After Stella Cross was shot, her husband was gunned down too. He had been talking on his cell phone at the end of the block, unnoticed by anyone. When the bullet entered his head, he crumpled to the ground with far less attendant excitement. Everyone always said he was a behind-the-scenes kind of guy. At the time of his death he was being investigated for using underage girls in his series of films called Barely Legal Slumber Party: Daddy’s Cumming.
“Waves of grief for Stella Cross
and her husband, Travis, rolled over Silicone Valley yesterday,” said an article in the New York Daily. “Cross and her husband were known in the industry as the First Couple of Porn. ‘They were our Camelot,’ said performer Reginald C*********.”
Witnesses said Stella had been shot by a woman on a motorcycle. “A crack shot,” said a witness when interviewed on TV. The man, wearing a Jets ball cap, was interviewed outside the hotel, which was still festooned with yellow police tape, like a sad sort of Christmas garland.
“She was just shot—bam!—like that,” he said. It seemed that he wanted to add “awesome” or a similar exclamation.
Before she was murdered, the appearance of Stella Cross on the sidewalk outside the hotel had caused an outbreak of excitement among the tourists in Times Square. Such was the crush of autograph seekers and photograph takers that ten minutes before the shooting, the chief justice of the United States Supreme Court, after receiving an award in the hotel ballroom, walked out the front door and into a waiting car, unnoticed.
“Do you think the assassin was actually aiming for the Supreme Court justice?” the television interviewer asked the man.
“No way,” the man said. “No way. I don’t know nothin’ about this justice or whatever, but I’m telling ya, this motorcycle pulled up outside the hotel and this woman just aimed right at Stella and shot. It was totally a woman who did it, too.”

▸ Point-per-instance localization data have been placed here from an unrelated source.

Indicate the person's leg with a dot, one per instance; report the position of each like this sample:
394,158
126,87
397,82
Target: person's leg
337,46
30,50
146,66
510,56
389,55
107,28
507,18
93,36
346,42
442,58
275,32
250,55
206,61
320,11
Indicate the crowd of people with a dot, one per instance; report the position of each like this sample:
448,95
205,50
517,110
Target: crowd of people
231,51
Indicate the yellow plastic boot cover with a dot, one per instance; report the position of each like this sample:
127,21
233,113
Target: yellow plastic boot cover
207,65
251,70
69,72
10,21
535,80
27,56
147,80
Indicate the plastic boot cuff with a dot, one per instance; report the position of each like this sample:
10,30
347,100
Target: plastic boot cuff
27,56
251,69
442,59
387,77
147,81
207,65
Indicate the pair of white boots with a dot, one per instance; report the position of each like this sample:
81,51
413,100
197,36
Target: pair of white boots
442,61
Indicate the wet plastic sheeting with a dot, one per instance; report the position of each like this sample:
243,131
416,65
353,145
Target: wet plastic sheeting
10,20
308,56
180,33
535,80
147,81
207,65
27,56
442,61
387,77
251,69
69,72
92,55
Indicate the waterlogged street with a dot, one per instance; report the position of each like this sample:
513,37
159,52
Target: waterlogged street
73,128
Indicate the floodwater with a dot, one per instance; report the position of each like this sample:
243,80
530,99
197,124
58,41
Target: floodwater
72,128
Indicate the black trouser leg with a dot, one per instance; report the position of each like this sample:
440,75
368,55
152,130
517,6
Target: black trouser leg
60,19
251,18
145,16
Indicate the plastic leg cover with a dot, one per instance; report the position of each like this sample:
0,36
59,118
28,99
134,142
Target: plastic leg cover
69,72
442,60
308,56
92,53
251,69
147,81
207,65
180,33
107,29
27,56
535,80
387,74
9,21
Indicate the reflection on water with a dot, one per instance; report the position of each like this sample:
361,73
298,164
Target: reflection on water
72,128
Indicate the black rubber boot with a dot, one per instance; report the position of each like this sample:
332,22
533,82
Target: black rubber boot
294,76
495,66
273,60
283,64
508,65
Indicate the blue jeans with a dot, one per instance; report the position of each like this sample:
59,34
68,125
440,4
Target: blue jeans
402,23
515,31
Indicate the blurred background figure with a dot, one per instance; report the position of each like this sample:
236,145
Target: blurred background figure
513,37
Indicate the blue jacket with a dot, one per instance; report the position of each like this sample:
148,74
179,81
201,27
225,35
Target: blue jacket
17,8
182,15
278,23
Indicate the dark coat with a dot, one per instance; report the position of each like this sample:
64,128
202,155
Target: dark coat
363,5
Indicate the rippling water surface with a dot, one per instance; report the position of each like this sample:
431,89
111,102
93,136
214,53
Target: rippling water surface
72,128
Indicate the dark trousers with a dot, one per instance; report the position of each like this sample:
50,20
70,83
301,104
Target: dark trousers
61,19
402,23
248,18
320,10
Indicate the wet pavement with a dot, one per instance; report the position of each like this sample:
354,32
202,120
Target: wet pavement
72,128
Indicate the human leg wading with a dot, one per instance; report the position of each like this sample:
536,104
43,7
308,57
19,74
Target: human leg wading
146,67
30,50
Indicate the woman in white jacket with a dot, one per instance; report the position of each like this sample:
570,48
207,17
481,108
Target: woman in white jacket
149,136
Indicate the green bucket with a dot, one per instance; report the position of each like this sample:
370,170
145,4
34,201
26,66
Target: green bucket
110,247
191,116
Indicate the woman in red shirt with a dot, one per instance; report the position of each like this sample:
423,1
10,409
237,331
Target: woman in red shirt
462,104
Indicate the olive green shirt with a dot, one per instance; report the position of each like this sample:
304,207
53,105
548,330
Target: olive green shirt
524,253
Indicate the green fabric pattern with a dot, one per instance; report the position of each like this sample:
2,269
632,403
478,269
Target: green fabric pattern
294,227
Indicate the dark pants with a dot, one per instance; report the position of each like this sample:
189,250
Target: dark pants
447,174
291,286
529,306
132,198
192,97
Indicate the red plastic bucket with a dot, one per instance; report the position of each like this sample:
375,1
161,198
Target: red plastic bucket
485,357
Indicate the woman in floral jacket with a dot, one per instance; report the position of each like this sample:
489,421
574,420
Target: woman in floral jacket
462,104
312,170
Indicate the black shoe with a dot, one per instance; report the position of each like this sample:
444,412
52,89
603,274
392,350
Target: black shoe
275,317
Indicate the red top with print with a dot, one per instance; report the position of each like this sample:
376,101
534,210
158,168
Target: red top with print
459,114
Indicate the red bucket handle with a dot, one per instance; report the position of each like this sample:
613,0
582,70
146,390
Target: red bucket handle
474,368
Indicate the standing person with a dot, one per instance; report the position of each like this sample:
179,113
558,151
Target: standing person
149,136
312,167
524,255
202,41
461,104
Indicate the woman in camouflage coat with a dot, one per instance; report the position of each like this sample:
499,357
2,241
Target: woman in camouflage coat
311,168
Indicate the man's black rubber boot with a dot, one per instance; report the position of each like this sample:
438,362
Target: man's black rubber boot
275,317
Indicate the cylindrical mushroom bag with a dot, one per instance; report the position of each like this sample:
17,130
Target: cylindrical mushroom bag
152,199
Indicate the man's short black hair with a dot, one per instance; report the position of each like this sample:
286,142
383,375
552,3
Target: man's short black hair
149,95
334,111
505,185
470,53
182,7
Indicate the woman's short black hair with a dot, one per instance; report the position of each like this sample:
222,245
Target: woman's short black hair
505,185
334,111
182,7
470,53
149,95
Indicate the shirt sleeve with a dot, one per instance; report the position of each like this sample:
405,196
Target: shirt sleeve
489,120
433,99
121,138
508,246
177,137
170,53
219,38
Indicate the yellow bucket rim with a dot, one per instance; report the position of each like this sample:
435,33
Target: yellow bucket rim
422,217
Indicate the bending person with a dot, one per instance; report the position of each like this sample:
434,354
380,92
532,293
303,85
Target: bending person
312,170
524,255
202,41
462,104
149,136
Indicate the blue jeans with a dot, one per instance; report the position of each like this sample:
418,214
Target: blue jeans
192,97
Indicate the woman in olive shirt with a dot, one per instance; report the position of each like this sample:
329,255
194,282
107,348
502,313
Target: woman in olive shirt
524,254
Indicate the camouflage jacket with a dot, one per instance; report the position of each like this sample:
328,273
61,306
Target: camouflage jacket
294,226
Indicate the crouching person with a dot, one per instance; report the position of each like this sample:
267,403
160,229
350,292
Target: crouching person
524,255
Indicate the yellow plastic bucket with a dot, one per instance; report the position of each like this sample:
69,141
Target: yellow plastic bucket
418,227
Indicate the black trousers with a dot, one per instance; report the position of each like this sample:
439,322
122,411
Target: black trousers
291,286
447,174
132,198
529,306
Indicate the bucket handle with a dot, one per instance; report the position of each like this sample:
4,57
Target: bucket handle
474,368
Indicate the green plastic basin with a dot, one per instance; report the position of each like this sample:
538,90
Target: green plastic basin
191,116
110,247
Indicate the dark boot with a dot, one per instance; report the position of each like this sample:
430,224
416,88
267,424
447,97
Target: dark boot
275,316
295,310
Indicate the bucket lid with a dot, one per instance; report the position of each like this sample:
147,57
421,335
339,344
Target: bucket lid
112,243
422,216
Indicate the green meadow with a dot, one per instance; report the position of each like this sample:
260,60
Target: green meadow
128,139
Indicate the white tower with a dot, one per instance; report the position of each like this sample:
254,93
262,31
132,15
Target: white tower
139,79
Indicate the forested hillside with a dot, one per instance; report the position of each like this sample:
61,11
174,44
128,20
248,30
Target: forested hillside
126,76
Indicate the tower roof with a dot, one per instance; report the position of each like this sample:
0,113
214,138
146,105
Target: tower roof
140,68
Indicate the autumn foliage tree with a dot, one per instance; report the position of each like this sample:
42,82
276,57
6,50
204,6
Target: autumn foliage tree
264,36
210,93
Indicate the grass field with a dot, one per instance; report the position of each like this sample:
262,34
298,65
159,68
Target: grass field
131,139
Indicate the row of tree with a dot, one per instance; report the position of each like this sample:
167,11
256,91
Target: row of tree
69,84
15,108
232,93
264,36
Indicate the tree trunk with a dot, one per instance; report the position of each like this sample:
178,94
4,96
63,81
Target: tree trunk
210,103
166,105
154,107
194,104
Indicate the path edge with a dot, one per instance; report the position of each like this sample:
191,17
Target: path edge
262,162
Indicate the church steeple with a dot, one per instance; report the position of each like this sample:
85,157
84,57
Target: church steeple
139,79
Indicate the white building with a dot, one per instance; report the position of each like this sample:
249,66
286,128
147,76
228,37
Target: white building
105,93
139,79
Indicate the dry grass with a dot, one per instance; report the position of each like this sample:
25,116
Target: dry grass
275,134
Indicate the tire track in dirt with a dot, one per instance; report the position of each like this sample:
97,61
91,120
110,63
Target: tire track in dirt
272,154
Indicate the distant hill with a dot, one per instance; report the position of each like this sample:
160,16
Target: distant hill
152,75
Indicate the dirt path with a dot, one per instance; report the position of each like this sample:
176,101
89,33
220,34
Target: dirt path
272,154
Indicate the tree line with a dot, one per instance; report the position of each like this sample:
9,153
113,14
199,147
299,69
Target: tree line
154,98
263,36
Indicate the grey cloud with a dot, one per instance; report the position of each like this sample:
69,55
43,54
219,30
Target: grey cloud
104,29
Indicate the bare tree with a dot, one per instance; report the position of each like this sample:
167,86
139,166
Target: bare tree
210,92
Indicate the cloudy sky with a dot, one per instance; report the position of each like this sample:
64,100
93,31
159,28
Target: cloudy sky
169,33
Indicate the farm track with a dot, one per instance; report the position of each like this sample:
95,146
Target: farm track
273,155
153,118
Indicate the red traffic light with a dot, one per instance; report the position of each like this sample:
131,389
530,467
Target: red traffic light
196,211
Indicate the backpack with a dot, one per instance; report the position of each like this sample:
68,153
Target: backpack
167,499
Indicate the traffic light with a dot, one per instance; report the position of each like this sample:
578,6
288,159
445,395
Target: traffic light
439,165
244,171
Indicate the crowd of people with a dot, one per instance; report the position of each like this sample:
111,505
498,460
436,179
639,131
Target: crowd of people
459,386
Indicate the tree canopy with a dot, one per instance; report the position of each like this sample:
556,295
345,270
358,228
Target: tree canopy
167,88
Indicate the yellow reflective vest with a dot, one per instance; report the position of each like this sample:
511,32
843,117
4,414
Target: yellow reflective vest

The blond Stella was shot as she walked away from the crowd of fans, sandwiched between two large black men who were her bodyguards. By the next evening, there were tribute videos posted online by Stella’s fans, with clips of Stella having sex spliced together with photos of her dead body—or perhaps they were just stills from her film Fuck Me Till I’m Dead.
• • •
The New Baptist Plan, Task One:
Withdrawal
The Nola and Nedra Show played on the radio, broadcasting live from Minneapolis. I listened while lying naked on the sofa, running my fingers through the sweaty curls of my pubic hair.